A·cad·e·ME is for students who are eager to learn skills tailored specifically to their interests. The group’s mission is to prepare people to work with time, education and the needed skills. Their courses offer opportunities to master practical skills for career advancement training or personal enrichment. Prior to the pandemic, this all happened in an engaging modern classroom environment at Roseland UMC.

“The center itself is doing well along with outreach to two other churches that have nowhere else to go, providing us with additional sources of revenue,” said Mayer. “All in all, given both the challenges many churches and their congregations are facing, we truly have been blessed.”

As noted by Mayer, the proceeds of this program are in part returned to the church, so that as the program grows, it becomes a sustainable solution to financial shortfalls that many churches face.

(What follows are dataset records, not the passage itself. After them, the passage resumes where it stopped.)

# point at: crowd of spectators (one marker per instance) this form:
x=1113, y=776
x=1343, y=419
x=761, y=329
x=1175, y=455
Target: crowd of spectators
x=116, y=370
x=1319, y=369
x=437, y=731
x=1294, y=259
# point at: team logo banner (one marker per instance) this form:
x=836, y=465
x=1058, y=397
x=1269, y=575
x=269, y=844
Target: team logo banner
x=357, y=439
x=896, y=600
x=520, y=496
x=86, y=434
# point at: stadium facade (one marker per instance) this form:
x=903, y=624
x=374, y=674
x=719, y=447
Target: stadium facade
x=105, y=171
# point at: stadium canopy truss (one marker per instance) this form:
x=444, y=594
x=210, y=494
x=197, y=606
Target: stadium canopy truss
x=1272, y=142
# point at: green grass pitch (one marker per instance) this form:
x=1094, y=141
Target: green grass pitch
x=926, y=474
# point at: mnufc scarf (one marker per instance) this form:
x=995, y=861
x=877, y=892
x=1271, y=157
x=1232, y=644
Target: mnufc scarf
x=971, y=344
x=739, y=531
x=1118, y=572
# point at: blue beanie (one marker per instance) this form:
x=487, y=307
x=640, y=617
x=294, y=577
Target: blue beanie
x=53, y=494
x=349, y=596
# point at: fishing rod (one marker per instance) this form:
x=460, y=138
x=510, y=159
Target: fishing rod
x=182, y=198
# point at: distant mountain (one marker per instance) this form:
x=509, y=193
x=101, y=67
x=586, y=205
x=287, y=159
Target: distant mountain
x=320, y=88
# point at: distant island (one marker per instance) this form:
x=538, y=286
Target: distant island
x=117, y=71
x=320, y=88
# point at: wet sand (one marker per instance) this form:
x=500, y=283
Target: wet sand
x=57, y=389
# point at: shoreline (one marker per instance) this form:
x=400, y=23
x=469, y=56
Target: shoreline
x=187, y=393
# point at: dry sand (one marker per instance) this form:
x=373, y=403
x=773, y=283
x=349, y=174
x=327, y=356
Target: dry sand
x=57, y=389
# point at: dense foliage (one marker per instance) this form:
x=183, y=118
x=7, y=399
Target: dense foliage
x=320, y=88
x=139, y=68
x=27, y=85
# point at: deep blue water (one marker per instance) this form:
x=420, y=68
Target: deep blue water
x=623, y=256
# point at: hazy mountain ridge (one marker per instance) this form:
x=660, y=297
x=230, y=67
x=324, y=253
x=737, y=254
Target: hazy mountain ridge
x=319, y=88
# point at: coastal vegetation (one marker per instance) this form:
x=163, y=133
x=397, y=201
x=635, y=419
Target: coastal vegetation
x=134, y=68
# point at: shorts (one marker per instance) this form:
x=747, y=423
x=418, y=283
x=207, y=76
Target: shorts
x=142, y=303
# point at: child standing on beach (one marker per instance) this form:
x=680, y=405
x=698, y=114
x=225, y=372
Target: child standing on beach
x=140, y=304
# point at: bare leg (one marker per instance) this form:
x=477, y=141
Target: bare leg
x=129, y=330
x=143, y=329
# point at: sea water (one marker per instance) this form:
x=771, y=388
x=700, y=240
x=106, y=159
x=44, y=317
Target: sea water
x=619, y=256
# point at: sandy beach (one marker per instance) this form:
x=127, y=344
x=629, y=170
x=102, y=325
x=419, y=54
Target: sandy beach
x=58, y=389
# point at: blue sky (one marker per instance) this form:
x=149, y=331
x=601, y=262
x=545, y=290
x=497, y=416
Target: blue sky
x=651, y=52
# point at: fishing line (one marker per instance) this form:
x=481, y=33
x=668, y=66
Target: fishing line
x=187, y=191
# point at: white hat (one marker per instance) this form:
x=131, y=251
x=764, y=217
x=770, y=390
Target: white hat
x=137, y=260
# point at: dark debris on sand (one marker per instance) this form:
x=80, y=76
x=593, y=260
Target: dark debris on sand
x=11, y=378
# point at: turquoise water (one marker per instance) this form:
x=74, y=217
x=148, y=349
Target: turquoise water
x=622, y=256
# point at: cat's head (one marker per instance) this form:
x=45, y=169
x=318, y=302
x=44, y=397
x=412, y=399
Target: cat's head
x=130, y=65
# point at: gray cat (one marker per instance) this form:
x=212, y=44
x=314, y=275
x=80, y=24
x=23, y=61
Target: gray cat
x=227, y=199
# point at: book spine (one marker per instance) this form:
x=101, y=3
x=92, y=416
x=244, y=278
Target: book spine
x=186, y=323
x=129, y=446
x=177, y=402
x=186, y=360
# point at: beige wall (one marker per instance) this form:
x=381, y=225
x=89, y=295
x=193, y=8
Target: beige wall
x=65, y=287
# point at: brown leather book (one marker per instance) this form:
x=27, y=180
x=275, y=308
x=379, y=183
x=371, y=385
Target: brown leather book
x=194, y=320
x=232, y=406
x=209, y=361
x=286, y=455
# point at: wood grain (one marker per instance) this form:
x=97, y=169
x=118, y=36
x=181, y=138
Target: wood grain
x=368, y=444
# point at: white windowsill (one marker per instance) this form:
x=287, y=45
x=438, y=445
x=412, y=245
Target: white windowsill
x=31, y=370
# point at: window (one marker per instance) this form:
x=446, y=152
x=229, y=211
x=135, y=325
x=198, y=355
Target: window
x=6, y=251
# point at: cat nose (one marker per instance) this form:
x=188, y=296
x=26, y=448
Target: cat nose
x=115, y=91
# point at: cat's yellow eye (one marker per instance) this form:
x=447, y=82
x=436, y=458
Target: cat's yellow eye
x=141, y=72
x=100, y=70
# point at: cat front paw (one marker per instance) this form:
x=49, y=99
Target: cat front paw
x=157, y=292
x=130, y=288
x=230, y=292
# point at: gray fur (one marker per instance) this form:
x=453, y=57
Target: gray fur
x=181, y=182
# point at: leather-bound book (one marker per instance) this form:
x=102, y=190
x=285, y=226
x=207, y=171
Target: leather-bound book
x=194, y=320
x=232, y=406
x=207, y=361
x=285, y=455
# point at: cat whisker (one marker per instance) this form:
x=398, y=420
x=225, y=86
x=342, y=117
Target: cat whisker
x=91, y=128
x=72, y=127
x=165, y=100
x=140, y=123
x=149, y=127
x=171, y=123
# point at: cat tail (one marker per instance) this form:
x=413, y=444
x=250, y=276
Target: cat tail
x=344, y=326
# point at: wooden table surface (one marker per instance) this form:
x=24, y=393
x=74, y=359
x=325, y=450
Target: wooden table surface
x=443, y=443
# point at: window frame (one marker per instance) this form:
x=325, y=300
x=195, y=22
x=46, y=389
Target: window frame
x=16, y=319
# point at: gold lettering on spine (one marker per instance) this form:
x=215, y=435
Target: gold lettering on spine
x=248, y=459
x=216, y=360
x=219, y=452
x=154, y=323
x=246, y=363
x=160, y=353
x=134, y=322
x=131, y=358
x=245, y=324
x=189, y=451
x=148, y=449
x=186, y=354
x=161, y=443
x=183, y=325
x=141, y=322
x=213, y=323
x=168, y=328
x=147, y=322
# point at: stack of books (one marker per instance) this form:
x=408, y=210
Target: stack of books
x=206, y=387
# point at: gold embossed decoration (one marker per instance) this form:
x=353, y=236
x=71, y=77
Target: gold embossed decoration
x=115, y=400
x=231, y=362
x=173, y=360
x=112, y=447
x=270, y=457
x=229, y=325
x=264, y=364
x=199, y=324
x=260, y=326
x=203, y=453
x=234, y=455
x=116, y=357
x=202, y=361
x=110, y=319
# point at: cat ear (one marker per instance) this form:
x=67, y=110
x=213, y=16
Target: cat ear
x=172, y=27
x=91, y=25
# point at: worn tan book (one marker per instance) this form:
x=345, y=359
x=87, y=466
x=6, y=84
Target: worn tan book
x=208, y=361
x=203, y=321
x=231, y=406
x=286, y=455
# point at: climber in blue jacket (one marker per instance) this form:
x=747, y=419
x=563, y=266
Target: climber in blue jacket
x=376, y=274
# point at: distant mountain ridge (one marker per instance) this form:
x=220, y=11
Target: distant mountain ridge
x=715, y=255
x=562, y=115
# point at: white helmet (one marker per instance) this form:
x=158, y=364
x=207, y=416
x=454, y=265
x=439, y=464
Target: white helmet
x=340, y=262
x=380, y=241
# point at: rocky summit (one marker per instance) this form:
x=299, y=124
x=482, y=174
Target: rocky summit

A year ago, Mayer said, “This model gives hope to churches who may be struggling with their identity and their future, creating new vitality.” Those words have only become amplified in the last several months as quarantining has kept many of their clients sequestered to their homes, and churches struggle with creating enough sustainable revenue.

To view the Relay story from November 2019, visit here.

Gateway North District Superintendent William M. Williams III recently met with Mayer who again expressed a strong interest in developing more hope centers like this one.

“We talked about a sustainable niche being created as a result of the pandemic for this type of ministry.  We’re both willing to invest conversation and knowledge into churches that want to build a similar model of hope in their communities. I’m excited about the possibilities.”